I'd recommend handling 8bit and 4bit on-die ECC separately (create on
subfunction per kind of ECC), and not using the same _MASK, just in
case unused bits value have a different meaning or are simply not set
to 0 by default.

> mtd->ecc_stats.failed++;
> - } else if (status & NAND_STATUS_WRITE_RECOMMENDED) {
> - /*
> - * The internal ECC doesn't tell us the number of bitflips
> - * that have been corrected, but tells us if it recommends to
> - * rewrite the block. If it's the case, then we pretend we had
> - * a number of bitflips equal to the ECC strength, which will
> - * hint the NAND core to rewrite the block.
> - */
> - mtd->ecc_stats.corrected += chip->ecc.strength;
> + break;
> + case NAND_STATUS_1_3_CORRECTED:
> + mtd->ecc_stats.corrected++;
> + max_bitflips = 1;

Should you always take the max of the range, so here:

mtd->ecc_stats.corrected += 3;
max_bitflips = 3;

> + break;
> + case NAND_STATUS_4_6_CORRECTED:
> + mtd->ecc_stats.corrected += 4;

+= 6;

> + /* rewrite recommended */
> + max_bitflips = chip->ecc.strength;

Here it should be 6, not chip->ecc.strength.

> + break;
> + case NAND_STATUS_7_8_CORRECTED:
> + mtd->ecc_stats.corrected += 7;

+= 8;

> + /* rewrite recommended */
> max_bitflips = chip->ecc.strength;
> + break;
> }
>
> ret = nand_read_data_op(chip, buf, mtd->writesize, false);
> @@ -239,13 +270,6 @@ static int micron_supports_on_die_ecc(struct nand_chip *chip)
> if (feature[0] & ONFI_FEATURE_ON_DIE_ECC_EN)
> return MICRON_ON_DIE_MANDATORY;
>
> - /*
> - * Some Micron NANDs have an on-die ECC of 4/512, some other
> - * 8/512. We only support the former.
> - */
> - if (chip->ecc_strength_ds != 4)
> - return MICRON_ON_DIE_UNSUPPORTED;

I'd prefer to keep an explicit check here rather than accepting
everything.
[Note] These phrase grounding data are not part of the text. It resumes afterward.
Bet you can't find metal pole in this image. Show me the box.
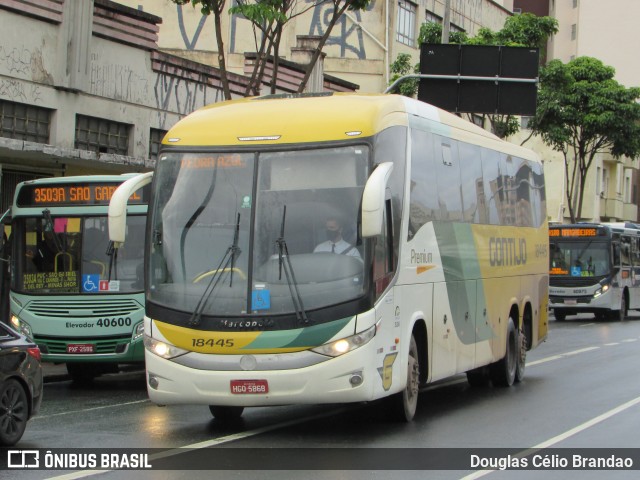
[441,0,451,44]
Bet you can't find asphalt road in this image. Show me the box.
[5,312,640,480]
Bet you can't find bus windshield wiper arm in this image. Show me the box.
[42,209,64,253]
[189,215,242,327]
[275,206,308,324]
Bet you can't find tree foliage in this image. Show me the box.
[529,57,640,222]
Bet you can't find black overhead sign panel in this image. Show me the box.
[418,44,539,116]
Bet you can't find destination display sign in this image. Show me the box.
[549,227,600,238]
[16,183,150,207]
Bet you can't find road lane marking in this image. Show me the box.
[44,406,350,480]
[622,338,637,343]
[604,342,620,346]
[460,394,640,480]
[33,399,149,420]
[563,346,600,356]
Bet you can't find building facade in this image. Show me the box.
[0,0,355,211]
[120,0,515,94]
[513,0,640,223]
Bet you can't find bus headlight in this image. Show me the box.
[10,315,33,339]
[132,322,144,341]
[311,325,376,357]
[143,335,188,359]
[594,283,610,298]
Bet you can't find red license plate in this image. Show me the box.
[230,379,269,394]
[66,344,95,354]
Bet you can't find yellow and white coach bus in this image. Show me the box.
[109,93,549,422]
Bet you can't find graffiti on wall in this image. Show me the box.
[308,2,374,60]
[177,5,208,50]
[0,80,42,103]
[177,2,374,60]
[153,66,223,129]
[0,45,32,76]
[90,54,150,105]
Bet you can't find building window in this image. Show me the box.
[75,115,130,155]
[397,0,417,47]
[0,100,51,143]
[149,128,167,161]
[571,24,577,40]
[470,114,484,127]
[521,116,533,129]
[573,0,578,8]
[425,9,441,24]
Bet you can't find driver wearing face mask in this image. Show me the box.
[313,217,360,257]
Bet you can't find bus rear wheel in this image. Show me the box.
[490,317,517,387]
[209,405,244,421]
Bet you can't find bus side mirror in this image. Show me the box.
[108,172,153,247]
[361,162,393,238]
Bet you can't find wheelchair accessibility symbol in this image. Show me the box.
[82,274,100,292]
[251,289,271,310]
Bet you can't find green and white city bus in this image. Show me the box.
[6,175,148,382]
[110,93,548,421]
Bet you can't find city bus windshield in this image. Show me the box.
[549,240,610,277]
[150,147,369,317]
[14,215,145,294]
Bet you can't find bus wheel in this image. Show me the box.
[490,317,517,387]
[209,405,244,421]
[515,327,526,383]
[553,310,566,321]
[66,363,98,384]
[609,293,627,321]
[388,334,420,422]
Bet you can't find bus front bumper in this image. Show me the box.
[144,341,382,407]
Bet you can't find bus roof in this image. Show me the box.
[160,93,535,159]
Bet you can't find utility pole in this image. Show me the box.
[441,0,451,44]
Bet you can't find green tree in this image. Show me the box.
[529,57,640,222]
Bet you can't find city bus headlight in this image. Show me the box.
[594,283,610,298]
[132,322,144,341]
[311,325,376,357]
[10,315,33,339]
[144,335,188,359]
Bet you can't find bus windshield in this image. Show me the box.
[14,215,145,294]
[549,240,610,277]
[150,147,369,316]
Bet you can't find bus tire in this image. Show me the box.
[209,405,244,421]
[609,293,627,321]
[490,317,517,387]
[553,309,566,321]
[515,327,526,383]
[388,333,420,422]
[66,363,98,384]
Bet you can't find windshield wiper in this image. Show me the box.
[42,209,64,253]
[188,214,242,327]
[106,240,117,281]
[275,206,308,324]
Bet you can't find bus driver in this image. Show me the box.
[314,217,360,258]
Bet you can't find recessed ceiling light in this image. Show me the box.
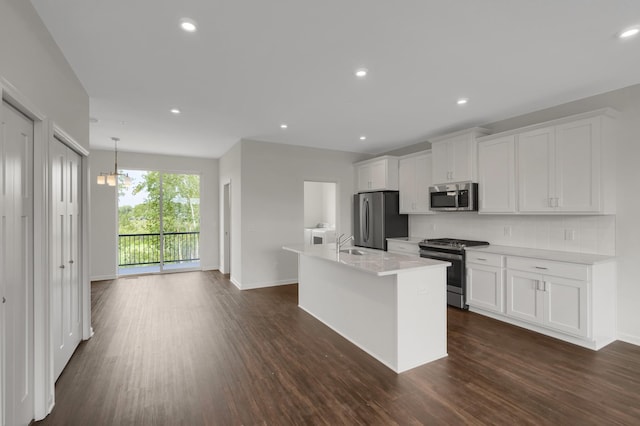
[170,108,181,114]
[359,136,367,140]
[619,27,639,39]
[457,98,469,105]
[180,18,198,33]
[280,124,288,129]
[355,68,368,78]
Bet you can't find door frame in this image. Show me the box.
[1,78,45,421]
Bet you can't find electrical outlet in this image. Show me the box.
[564,229,575,241]
[504,226,512,237]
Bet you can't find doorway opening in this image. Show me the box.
[118,170,201,275]
[303,181,337,245]
[222,182,231,275]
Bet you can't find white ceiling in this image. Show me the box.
[30,0,640,158]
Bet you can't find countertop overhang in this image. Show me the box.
[283,244,450,277]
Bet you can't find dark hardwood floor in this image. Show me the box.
[36,271,640,425]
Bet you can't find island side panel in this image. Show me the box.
[298,255,399,371]
[396,268,448,373]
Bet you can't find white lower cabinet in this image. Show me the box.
[466,248,615,350]
[466,253,505,314]
[505,269,587,337]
See how 8 and 4 bit ECC differ, it's likely to be the case
if Micron ever has a 16bit ECC.

> -
> return MICRON_ON_DIE_SUPPORTED;
> }
>
> @@ -275,9 +299,9 @@ static int micron_nand_init(struct nand_chip *chip)
> return -EINVAL;
> }
>
> - chip->ecc.bytes = 8;
> + chip->ecc.bytes = chip->ecc_strength_ds * 2;
> chip->ecc.size = 512;
> - chip->ecc.strength = 4;
> + chip->ecc.strength = chip->ecc_strength_ds;
> chip->ecc.algo = NAND_ECC_BCH;
> chip->ecc.read_page = micron_nand_read_page_on_die_ecc;
> chip->ecc.write_page = micron_nand_write_page_on_die_ecc;